Opini  

Kurangnya Pemahaman Mengenai Mental Health

Rizkika Mukam.

Oleh: Rizkika Mukam

Mahasiswi Prodi KPI IAIN Ternate

DI era modern ini, sering sekali terjadinya gangguan mental pada remaja. Menurut Indonesia National Adolescent Mental Health, survey tahun 2022 sekitar 15,5 juta (34,9%) remaja Indonesia mengalami masalah mental dan 2,45 juta (5,5%) remaja mengalami gangguan mental. Dan dari jumlah itu baru 2,6% yang mengakses layanan konseling.

Kesehatan mental itu sangat berpengaruh terhadap keberlangsungan hidup seseorang, dan orang pertama yang paling berpengaruh terhadap kesehatan mental seorang anak adalah keluarganya. Banyak  sekali orang tua yang menganggap remeh terhadap kesehatan mental anak, bahkan di antara mereka ada yang menjadi faktor utama terjadinya kerusakan mental terhadap anak mereka. Karena apa yang mereka lakukan adalah hanya sekadar menilai, bukan mamahami apa yang terjadi pada anak mereka.

Bahkan yang mereka lihat adalah dari fisik anak mereka, selama fisik anak baik-baik saja dan tidak terluka, maka mereka menganggap bahwa anak mereka baik-baik saja, padahal anak mereka terluka secara mental. Masalah mental yang disebabkan oleh keluarga bisa jadi karena kaluarga yang broken home. Keluarga yang rusak karena keegoisan orang tua, maka anak yang akan menanggung dampak dari keegoisan itu.

Anak-anak yang punya keluarga rusak biasanya akan menyalahkan kehadiran mereka di dunia ini, mereka akan menyalahkan diri dan akan bertanya. Kenapa mereka lahir? Mereka adalah beban, mereka adalah penyebab kehancuran keluarga mereka sendiri. Orang tua yang harusnya menjadi support system anak malah menjadi penghancur mental yang sangat kuat buat anak mereka.

Maka sebagai orang tua, cobalah untuk memahami anak kalian, jangan biarkan anak merasa sendiri ketika dia menghadapi masalah-masalah yang ada. Selain itu juga gangguan mental bisa terjadi dari lingkungan, kejadian traumatis, fisik, teman, dll.

Saat ini banyak sekali terjadi kasus bullying di lingkungan masyarakat maupun di sekolah. Komisi Perlindungan Anak Indonesia (KPAI) mencatat dari Januari hingga April 2023, terdapat 58 anak yang menjadi korban kekerasan. Selain itu, Data SIMFONI PPA (Sistem Informasi Online Perlindungan dan Anak) mencatat ada 1.665 kasus kekerasan fisik /psikis anak di 2022, bentuk kekerasan terhadap anak dilaporkan juga sangat beragam. Salah satunya yakni bullying atau perudungan yang merupakan kekerasan verbal.

Bahkan anak-anak SD pun sudah menjadi pelaku bullying. Hal ini patut dipertanyakan peran orang tua di rumah dan guru yang ada di sekolah, bagaimana cara mendidik anak-anak mereka untuk menjadi anak-anak yang baik sehingga tidak menjadi pelaku bullying. Anak-anak pelaku bullying ini harus diajarkan cara menghargai orang lain, dan perlu diedukasikan tentang kesehatan mental sejak dini baik di sekolah maupun di rumah.
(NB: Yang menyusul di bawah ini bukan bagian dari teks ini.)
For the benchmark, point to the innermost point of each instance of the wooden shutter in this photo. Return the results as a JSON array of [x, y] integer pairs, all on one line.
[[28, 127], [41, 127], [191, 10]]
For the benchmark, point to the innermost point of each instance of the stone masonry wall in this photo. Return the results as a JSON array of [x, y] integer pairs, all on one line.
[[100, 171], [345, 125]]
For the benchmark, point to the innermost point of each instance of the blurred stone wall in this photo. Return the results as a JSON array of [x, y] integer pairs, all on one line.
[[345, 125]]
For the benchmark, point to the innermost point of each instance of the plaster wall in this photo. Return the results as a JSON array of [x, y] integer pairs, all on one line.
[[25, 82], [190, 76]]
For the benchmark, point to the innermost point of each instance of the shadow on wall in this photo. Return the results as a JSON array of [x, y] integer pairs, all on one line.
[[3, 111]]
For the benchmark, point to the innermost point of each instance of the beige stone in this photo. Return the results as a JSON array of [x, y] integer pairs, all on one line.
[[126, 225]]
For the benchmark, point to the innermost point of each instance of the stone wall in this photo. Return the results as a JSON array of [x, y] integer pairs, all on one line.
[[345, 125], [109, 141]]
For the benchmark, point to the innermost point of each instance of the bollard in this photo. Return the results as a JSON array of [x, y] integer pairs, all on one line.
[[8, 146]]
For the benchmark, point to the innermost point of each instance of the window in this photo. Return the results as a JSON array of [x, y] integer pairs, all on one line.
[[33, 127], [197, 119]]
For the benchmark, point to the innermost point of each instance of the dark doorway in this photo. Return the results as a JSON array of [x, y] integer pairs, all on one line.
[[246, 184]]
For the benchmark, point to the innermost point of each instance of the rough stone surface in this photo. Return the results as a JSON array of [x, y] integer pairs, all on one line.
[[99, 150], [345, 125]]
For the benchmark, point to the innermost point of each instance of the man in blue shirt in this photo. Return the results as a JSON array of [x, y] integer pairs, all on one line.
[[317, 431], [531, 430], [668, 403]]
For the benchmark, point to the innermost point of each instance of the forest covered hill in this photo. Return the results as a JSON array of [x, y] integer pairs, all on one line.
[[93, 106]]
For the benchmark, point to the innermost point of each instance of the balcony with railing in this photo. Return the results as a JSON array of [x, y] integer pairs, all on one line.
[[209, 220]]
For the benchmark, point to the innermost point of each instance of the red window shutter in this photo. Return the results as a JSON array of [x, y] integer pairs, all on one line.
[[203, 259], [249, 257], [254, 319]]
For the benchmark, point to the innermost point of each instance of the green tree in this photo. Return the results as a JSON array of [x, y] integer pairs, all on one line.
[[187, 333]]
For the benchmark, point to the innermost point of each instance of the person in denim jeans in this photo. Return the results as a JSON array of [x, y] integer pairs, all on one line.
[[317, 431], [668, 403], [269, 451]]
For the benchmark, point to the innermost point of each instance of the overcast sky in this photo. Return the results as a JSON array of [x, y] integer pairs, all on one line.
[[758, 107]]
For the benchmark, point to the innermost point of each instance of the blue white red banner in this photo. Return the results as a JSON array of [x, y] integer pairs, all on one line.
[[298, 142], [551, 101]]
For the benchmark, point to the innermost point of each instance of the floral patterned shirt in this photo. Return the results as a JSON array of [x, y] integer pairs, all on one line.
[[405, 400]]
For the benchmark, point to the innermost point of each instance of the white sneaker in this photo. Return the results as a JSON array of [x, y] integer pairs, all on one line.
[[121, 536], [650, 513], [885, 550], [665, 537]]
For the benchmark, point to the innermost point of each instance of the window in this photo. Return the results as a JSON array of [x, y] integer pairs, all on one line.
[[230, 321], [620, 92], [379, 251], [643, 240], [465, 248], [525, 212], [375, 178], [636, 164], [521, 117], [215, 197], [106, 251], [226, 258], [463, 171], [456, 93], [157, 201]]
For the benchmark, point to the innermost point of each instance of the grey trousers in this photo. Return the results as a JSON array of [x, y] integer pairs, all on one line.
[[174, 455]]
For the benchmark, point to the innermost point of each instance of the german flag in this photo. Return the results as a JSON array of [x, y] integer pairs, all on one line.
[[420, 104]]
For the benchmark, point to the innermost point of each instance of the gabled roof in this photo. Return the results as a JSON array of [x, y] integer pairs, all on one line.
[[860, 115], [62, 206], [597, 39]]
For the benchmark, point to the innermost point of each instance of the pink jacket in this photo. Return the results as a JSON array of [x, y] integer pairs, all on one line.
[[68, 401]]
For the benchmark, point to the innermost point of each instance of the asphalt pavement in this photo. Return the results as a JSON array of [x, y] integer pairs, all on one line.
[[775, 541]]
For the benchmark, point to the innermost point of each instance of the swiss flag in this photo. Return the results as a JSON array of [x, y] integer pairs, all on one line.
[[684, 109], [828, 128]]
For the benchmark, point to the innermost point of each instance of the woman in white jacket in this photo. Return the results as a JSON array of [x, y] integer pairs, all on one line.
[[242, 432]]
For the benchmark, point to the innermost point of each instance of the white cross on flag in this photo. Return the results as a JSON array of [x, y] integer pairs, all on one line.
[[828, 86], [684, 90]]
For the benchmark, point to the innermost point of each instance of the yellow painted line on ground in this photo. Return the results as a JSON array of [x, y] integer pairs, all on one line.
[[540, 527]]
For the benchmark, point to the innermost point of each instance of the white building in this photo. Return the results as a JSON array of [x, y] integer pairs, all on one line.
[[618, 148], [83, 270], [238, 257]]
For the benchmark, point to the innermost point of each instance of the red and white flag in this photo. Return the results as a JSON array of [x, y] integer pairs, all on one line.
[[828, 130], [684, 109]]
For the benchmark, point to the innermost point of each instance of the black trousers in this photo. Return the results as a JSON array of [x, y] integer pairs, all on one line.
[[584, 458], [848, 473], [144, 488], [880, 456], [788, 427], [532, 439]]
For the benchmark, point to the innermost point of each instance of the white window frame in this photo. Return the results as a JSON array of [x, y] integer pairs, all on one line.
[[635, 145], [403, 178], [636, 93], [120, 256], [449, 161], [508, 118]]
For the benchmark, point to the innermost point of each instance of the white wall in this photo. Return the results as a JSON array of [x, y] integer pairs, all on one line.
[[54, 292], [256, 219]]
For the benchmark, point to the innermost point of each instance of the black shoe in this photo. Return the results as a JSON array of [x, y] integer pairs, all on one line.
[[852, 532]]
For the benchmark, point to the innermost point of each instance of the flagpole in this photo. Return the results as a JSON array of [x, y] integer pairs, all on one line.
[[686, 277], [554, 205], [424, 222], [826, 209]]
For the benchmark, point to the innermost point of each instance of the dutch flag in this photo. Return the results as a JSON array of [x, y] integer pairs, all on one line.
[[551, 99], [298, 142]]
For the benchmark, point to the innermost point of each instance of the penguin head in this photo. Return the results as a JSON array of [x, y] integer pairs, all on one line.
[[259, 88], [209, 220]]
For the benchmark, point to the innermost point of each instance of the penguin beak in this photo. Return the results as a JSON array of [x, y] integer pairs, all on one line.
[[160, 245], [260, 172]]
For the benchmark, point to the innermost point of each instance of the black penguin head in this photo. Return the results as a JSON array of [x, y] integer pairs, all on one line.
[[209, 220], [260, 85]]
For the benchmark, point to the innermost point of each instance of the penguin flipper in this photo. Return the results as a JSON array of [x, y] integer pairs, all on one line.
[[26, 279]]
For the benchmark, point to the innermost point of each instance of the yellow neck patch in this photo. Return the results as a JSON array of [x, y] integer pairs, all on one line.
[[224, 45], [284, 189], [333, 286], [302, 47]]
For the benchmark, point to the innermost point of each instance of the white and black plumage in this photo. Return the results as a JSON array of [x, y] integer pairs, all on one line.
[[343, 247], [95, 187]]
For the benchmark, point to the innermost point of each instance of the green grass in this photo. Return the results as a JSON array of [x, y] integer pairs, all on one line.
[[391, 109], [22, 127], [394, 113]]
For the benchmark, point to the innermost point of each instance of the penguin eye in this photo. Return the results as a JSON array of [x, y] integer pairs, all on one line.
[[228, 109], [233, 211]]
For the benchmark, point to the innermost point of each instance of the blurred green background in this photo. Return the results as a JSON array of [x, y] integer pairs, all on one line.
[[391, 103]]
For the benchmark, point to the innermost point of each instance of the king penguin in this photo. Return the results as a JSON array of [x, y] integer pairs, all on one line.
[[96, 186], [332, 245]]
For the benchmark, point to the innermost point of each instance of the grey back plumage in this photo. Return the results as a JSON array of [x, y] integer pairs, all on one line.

Karena para pelaku bullying merasa apa yang mereka lakukan terhadap orang lain itu bukan masalah besar dan mereka lakukan tanpa memikirkan dampak apa yang akan terjadi kepada korban. Korban bullying akan selalu mengingat kenangan buruk hingga mereka besar. Hal itu mengganggu ke psikologi mereka, mereka akan berpikir mereka adalah orang-orang yang tidak pantas untuk hidup di dunia ini.

Yang awalnya korban pembulliyan mencoba untuk berdamai dengan keadaan atau mencoba untuk mensyukuri apa yang Tuhan berikan kepadanya, tapi karena lingkungan yang tidak mendukung dan sering membuli anak tersebut, maka dia merasa insecure dengan kondisi fisik yang dia punya saat ini. Hal ini yang menyebabkan terjadinya penurunan kepercayaan diri, sehingga terjadinya overthinking berlebihan  dan menyebabkan masalah mental yang terjadi pada diri anak tersebut.

Hal ini menjadi masalah yang cukup serius, karena ini menyangkut  masalah mental dan nyawa seseorang. Luka fisik mungkin ada obatnya, sedangkan luka batin sangat susah dicari obatnya. Luka secara mental sangat berpengaruh terhadap masa depan anak.  Sekarang ini banyak sekali anak muda yang melakukan tindakan bunuh diri. Sebuah studi pada tahun 2022 menemukan bahwa angka bunuh diri di Indonesia mungkin empat kali lebih besar di banding data resmi. Ada banyak faktor pemicu, di antaranya karena masalah keluarga, beban pendidikan, hingga bullying di lingkungan mereka.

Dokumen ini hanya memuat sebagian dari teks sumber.